The proof is divided into two parts. First, we'll show that the interior of the Cartesian product contains the product of the interiors, and then we'll demonstrate that it's contained within the product of the interiors, thereby proving their equality.

### 1] The Interior of the Cartesian Product Contains the Product of the Interiors

In this first part, we need to prove that

$$ \text{Int}(A) \times \text{Int}(B) \subseteq \text{Int}(A \times B) $$

In other words, we need to show that every pair \((x, y)\) where \(x \in \text{Int}(A)\) and \(y \in \text{Int}(B)\) belongs to the interior of \(A \times B\).

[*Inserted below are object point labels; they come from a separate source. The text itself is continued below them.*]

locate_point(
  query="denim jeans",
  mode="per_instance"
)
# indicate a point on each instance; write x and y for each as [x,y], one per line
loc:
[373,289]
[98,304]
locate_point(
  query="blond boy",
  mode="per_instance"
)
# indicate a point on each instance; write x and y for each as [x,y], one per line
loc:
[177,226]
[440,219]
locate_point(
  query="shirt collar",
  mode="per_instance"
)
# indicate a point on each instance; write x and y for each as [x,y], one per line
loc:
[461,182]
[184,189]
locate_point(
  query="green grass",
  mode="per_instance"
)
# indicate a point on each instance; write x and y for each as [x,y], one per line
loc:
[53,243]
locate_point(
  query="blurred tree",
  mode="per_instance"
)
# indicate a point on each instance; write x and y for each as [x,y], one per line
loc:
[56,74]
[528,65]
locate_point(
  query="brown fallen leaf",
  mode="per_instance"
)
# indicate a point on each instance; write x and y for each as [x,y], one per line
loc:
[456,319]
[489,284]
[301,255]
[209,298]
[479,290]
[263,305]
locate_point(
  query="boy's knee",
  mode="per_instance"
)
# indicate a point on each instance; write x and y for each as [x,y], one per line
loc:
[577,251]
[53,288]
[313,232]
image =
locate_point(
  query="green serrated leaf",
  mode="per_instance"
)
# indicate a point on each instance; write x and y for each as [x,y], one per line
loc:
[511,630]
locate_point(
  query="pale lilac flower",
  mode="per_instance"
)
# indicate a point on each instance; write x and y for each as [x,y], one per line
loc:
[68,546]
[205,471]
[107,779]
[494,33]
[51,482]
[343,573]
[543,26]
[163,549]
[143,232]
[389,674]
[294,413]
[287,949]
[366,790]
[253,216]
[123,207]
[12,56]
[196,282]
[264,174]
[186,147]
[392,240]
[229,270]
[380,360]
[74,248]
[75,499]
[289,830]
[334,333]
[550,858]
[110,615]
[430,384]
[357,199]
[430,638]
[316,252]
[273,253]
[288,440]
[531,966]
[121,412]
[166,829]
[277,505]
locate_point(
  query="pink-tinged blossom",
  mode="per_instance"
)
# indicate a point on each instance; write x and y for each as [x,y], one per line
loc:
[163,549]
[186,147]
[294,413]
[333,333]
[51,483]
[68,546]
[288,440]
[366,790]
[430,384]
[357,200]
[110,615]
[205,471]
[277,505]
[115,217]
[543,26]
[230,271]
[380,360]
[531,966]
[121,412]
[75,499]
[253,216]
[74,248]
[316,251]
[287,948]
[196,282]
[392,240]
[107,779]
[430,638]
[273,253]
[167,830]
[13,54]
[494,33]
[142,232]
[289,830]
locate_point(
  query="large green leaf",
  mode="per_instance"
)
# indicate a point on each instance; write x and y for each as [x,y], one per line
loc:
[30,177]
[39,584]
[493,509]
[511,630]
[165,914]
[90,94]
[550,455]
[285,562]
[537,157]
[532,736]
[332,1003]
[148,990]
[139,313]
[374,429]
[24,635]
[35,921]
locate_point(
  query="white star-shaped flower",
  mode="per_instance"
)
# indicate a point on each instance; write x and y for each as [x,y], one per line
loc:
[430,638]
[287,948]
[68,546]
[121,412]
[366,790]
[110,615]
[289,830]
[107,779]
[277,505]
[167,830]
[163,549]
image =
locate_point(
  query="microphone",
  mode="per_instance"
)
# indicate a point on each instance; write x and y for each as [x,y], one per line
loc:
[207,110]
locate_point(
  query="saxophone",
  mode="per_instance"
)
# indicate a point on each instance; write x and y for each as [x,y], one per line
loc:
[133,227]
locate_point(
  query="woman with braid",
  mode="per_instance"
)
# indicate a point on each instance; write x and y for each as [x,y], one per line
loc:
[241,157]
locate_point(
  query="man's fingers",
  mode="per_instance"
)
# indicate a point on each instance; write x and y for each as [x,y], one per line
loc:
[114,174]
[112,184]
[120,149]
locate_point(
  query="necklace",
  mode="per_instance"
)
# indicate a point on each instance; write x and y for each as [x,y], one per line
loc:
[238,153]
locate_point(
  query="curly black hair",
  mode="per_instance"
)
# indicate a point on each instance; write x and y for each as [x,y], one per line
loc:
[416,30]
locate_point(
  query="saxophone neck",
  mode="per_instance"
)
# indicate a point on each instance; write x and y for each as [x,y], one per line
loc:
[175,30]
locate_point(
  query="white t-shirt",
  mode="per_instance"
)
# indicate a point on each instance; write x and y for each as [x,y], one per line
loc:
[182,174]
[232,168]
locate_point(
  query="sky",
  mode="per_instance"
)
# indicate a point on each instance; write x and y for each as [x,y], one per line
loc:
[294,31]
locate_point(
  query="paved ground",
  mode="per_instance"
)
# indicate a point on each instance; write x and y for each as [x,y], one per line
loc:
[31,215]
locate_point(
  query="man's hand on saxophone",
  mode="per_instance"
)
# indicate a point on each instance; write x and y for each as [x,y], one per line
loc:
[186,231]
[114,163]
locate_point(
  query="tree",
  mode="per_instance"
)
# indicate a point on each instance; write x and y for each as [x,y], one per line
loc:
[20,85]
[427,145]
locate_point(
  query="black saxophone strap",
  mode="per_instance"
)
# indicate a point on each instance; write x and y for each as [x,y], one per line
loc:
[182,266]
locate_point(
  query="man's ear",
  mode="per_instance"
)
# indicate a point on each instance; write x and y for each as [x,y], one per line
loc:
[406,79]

Since \(x \in \text{Int}(A)\) is an element of the interior of \(A\), we know there exists an open set \(U\) contained within \(X\) such that \(x \in U \subseteq A\).

Similarly, since \(y \in \text{Int}(B)\) is an element of the interior of \(B\), there exists an open set \(V\) contained within \(Y\) such that \(y \in V \subseteq B\).

The product \(U \times V\) is an open set in the topological product \(X \times Y\) and contains the pair \((x, y)\).

Since \(U \times V\) is contained within \(A \times B\), this proves that \((x, y)\) belongs to \(\text{Int}(A \times B)\).

Thus, we have shown that \(\text{Int}(A) \times \text{Int}(B) \subseteq \text{Int}(A \times B)\).

### 2] The Product of the Interiors Contains the Interior of the Cartesian Product

Next, we need to prove that

$$ \text{Int}(A \times B) \subseteq \text{Int}(A) \times \text{Int}(B) $$

In other words, we need to show that if \((x, y) \in \text{Int}(A \times B)\), then \(x \in \text{Int}(A)\) and \(y \in \text{Int}(B)\).

Consider a pair of points \((x, y)\) belonging to \(\text{Int}(A \times B)\).

This implies that there exists an open set \(W\) within \(X \times Y\) such that \((x, y) \in W \subseteq A \times B\).

In the topological product, we can find open sets \(U\) and \(V\) in \(X\) and \(Y\) respectively, such that \(W\) contains a Cartesian product \(U \times V\) with \((x, y) \in U \times V \subseteq W\).

Since \(U \times V \subseteq A \times B\), we can deduce that \(U\) is contained within \(A\) and \(V\) is contained within \(B\).

This means that \(x \in U \subseteq A\) and \(y \in V \subseteq B\), so \(x\) belongs to the interior of \(A\) and \(y\) belongs to the interior of \(B\).

Therefore, \((x, y) \in \text{Int}(A) \times \text{Int}(B)\), which demonstrates that \(\text{Int}(A \times B) \subseteq \text{Int}(A) \times \text{Int}(B)\).

### 3] Conclusion

We have now demonstrated both inclusions:

$$ \text{Int}(A) \times \text{Int}(B) \subseteq \text{Int}(A \times B) $$

$$ \text{Int}(A \times B) \subseteq \text{Int}(A) \times \text{Int}(B) $$

Thus, we can conclude that the interior of the Cartesian product \(A \times B\) is equal to the product of the interiors of \(A\) and \(B\).

$$ \text{Int}(A \times B) = \text{Int}(A) \times \text{Int}(B) $$

And with that, the theorem is confirmed.